I've just begun freelancing and am now landing my first few larger gigs. Projects are around 50 - 100+ hours, so I'm not comfortable with my previous check-at-the-end strategy.<p>What's the standard for this? Milestones? Charge-by-feature? Get paid for every X hours of work? Contracts to guarantee the project completion?<p>Also, have any of you taken stock options as part of freelance work? Is this common?
======
seven
I charge by hour. Most of the time I write, fix or break software.

When I have a new customer, I tell her that I will send an invoice after a few
(10-20) hours of work. She will learn very early what results I can produce in
those few hours and whether she likes working with me. I learn very early
about her the willingness to pay. I then do my invoicing based on the results
of that first test.

Usually I invoice my customers once per month. Some only, if they 'used' 50+
hours. It is all about trust. One customer wants an detailed explanation for
every hour in the invoice, so I invoice often. Makes it way more easy for me
to get my money. Another customer is very relaxed and just pays what I tell
him. I invoice him twice a year.

About stock options: No clue about how common this is. I got the offer to buy
after some month of work with a client. Another gave me shares as a present
after 8 years happy hacking.. but I never asked for any stock options.
Although I guess I should have done so. I would never work for shares only. I
have currently one project where they pay me less than usual but I got many
shares. But this project is more about fun than about money.

------
mrphoebs
Avoid stock options like you'd avoid a psycho doberman with rabies(speaking
from experience). One way to charge would be splitting the amount into 3
parts, taking 1 part after the Spec is made. another part when 70% - 75% of
the work is done and the remaining amount after completion.
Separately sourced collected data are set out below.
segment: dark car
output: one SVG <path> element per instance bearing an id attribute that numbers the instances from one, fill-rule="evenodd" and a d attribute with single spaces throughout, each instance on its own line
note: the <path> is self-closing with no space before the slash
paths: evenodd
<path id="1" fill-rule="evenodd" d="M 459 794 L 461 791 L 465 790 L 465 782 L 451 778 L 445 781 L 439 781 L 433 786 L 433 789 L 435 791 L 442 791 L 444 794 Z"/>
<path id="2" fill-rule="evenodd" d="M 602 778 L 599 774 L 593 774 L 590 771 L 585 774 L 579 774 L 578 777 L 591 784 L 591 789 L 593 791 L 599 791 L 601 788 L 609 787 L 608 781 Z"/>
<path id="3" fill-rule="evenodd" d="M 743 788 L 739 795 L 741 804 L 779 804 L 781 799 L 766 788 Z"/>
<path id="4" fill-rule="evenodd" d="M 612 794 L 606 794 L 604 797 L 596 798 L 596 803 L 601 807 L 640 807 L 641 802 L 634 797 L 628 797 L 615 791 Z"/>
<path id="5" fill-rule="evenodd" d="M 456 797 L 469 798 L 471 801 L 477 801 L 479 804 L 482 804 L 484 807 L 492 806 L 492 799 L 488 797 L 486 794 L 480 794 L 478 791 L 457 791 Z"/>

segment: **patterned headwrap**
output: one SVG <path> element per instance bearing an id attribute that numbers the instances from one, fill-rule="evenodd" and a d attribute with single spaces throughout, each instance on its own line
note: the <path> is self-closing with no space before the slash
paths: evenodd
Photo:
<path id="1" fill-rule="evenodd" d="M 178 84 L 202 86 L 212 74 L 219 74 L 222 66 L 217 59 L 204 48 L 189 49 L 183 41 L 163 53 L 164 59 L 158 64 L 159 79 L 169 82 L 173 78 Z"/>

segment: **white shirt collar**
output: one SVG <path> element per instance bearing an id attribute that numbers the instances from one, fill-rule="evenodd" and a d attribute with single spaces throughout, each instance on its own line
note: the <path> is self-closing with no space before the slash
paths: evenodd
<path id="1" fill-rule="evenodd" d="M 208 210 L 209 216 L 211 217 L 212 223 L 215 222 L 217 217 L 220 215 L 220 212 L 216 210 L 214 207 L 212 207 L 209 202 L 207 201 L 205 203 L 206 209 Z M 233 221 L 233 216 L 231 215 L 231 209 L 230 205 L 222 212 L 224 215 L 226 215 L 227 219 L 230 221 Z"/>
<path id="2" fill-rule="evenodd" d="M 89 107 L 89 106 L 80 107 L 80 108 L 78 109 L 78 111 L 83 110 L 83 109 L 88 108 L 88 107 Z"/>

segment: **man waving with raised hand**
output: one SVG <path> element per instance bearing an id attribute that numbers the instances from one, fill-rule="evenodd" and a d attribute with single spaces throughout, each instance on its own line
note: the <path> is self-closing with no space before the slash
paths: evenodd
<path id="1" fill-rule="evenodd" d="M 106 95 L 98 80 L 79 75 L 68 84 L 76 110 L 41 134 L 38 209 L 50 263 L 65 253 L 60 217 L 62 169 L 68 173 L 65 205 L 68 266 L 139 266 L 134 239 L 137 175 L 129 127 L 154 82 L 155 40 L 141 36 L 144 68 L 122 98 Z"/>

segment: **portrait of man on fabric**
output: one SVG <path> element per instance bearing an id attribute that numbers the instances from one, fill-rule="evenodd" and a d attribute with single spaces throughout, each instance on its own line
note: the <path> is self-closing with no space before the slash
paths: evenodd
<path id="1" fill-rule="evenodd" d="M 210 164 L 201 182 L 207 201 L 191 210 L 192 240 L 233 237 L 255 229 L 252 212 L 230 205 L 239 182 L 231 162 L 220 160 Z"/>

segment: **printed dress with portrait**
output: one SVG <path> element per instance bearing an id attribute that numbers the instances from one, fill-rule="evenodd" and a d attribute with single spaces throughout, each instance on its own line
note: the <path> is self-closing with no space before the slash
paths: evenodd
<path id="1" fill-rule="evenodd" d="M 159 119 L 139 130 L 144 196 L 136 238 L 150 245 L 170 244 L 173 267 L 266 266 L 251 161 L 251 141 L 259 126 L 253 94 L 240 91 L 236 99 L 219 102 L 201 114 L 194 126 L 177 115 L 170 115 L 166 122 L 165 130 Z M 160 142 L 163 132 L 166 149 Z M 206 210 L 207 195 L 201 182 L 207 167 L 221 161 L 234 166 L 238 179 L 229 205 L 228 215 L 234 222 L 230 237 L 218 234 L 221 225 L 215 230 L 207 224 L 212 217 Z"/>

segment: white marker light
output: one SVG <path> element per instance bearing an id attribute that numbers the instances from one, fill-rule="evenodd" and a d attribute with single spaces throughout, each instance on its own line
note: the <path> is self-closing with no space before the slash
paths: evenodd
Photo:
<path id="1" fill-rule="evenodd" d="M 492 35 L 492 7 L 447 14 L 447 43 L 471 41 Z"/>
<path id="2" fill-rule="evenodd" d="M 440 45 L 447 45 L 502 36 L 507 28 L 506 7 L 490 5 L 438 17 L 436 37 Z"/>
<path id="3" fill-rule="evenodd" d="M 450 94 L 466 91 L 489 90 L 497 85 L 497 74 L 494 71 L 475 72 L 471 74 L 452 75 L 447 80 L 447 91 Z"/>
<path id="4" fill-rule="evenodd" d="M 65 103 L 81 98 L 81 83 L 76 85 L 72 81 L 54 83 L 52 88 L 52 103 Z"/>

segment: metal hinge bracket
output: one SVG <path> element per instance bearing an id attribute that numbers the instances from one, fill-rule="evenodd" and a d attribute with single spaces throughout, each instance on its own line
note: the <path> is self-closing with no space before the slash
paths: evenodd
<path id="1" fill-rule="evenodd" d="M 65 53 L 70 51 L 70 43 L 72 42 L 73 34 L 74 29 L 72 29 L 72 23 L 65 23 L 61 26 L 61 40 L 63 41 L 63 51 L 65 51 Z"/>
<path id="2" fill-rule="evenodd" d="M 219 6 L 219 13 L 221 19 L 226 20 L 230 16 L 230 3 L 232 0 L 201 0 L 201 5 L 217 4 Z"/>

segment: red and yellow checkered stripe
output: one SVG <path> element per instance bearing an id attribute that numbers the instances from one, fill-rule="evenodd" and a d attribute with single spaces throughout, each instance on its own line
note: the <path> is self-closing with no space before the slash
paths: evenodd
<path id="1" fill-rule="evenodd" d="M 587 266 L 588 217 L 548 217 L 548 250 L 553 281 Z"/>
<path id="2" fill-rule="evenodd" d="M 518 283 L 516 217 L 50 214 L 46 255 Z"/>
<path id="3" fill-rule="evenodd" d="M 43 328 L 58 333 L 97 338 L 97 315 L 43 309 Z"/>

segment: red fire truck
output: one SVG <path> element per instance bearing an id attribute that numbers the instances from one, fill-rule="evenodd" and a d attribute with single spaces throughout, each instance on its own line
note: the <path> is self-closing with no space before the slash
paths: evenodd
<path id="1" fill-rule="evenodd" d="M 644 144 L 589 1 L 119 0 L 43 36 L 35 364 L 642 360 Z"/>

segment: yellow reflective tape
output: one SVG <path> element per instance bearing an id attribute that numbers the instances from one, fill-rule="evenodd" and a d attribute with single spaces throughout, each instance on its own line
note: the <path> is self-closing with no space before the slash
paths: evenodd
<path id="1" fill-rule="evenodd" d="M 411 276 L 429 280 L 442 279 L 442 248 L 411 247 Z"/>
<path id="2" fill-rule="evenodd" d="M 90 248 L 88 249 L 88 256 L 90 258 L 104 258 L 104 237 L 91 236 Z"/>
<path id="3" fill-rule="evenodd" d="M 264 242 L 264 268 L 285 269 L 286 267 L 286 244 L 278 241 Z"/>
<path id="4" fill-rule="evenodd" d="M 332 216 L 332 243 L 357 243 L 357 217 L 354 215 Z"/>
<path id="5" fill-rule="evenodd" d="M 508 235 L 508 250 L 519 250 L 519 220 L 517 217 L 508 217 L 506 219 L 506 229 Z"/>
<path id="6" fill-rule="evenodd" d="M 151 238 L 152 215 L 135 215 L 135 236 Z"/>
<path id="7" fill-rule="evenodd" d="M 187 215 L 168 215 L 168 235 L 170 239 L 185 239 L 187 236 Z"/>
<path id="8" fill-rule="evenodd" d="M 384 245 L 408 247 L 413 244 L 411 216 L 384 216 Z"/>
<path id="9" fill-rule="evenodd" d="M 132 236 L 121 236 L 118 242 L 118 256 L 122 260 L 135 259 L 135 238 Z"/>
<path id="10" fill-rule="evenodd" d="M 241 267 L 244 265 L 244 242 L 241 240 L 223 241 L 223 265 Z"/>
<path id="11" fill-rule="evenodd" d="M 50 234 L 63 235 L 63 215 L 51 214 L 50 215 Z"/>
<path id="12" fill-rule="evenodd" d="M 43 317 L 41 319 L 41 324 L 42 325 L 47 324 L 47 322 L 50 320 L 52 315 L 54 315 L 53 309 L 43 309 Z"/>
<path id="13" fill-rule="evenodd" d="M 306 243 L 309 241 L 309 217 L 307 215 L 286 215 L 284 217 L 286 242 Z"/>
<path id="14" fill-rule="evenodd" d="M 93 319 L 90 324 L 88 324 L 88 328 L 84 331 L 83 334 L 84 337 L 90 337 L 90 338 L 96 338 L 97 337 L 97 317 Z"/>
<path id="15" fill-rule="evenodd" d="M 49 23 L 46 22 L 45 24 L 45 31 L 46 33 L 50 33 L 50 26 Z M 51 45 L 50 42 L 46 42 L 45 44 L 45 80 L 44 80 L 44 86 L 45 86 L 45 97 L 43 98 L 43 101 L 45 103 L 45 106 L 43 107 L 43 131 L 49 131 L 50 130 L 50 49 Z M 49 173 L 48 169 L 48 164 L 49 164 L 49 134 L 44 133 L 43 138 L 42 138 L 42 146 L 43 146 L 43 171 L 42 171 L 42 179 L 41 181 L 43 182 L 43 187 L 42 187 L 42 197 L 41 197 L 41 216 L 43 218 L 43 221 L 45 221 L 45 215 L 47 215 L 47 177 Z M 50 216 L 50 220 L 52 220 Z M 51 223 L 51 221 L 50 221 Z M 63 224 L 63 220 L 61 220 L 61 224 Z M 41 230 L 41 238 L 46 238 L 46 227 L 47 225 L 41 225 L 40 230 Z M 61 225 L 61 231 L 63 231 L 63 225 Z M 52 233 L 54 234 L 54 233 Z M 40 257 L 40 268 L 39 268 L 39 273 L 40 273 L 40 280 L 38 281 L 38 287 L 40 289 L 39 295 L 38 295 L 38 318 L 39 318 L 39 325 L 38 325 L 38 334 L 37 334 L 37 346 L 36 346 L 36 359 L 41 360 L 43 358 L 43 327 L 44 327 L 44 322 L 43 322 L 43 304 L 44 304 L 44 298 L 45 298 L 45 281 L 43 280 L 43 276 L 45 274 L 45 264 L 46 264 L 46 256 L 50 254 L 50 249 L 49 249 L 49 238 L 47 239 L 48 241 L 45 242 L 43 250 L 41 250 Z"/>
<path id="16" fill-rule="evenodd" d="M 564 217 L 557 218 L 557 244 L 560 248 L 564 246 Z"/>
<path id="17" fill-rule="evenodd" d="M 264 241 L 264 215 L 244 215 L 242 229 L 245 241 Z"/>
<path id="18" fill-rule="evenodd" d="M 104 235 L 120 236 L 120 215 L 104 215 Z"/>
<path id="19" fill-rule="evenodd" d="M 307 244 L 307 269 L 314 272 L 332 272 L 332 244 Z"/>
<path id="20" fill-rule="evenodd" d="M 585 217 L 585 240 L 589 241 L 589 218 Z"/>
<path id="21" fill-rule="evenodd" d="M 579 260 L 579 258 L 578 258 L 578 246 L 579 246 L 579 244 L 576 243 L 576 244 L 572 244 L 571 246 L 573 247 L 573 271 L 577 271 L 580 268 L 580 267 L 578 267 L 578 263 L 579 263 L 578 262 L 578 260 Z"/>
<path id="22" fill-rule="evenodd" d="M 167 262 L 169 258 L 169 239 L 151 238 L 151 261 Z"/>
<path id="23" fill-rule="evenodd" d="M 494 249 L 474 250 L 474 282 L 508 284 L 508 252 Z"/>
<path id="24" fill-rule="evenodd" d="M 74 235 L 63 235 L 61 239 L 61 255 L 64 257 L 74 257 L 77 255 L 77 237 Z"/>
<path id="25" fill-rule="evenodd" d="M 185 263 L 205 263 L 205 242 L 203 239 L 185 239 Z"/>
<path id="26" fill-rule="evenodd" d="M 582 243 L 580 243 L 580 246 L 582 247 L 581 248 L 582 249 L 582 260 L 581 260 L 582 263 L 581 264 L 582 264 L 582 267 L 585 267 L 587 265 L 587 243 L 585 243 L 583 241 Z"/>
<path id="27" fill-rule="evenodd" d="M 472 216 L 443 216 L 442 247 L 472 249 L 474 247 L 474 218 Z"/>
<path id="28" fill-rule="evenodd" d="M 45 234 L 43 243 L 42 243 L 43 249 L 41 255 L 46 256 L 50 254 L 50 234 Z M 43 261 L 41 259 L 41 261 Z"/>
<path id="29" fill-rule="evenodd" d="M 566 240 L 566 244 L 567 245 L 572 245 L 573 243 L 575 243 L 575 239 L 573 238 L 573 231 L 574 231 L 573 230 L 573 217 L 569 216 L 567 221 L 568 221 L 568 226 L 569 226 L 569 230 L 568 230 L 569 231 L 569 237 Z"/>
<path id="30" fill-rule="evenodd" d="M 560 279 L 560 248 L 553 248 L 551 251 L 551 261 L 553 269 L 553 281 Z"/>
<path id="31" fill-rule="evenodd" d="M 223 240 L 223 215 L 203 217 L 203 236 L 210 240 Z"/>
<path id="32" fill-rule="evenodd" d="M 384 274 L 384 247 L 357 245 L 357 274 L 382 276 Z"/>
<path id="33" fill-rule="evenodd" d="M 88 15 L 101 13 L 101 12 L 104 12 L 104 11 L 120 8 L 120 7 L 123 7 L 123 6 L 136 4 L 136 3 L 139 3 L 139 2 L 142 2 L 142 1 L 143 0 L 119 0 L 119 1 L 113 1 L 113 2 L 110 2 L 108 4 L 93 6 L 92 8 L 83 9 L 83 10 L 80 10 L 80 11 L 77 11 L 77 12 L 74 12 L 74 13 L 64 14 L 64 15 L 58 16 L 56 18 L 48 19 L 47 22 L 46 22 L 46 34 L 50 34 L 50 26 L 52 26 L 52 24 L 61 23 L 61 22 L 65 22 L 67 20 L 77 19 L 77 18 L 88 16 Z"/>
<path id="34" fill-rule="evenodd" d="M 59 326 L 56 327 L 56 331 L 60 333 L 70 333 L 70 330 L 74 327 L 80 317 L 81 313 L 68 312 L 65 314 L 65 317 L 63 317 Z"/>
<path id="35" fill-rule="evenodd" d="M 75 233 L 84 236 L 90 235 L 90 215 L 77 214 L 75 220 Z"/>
The split can be 30-30-40, 25-25-50 or what ever the client is comfortable
with at whatever milestones they are comfortable with.

If however, the spec is evolving and fluid opt for a weekly/monthly payment
schedule for the hours you put in.

------
gserafini
If it's a reasonably well defined project that I feel comfortable scoping,
I'll typically charge 1/2 to 1/3 of the total project cost up front (before
any work has begun) depending on the total project size. The second 1/2 or 2/3
is usually then contingent on me completing the work to the satisfaction of
the client. I've found that this provides good incentives for both me and the
client to both participate fully, do a great job and hopefully get paid
promptly at the end.

When I'm working on an ongoing project where the requirements are evolving, I
simply track hours and usually bill twice a month. Using Freshbooks it's easy
to do this and keep track of everything and get the invoices sent in a
professional manner. I create an invoice, and date it for either the 15th or
30th and then just add to it until that date, then send it.

I've found that most clients do prefer detailed records of what it is that
they're paying for, so over time I've just made it my habit to record this
carefully for them.

I would also stay away from stock options unless you LOVE and BELIEVE in the
company and their leadership. Keep in mind, you cannot pay your rent or buy
food with stock options, so that is a very speculative way to accept
compensation.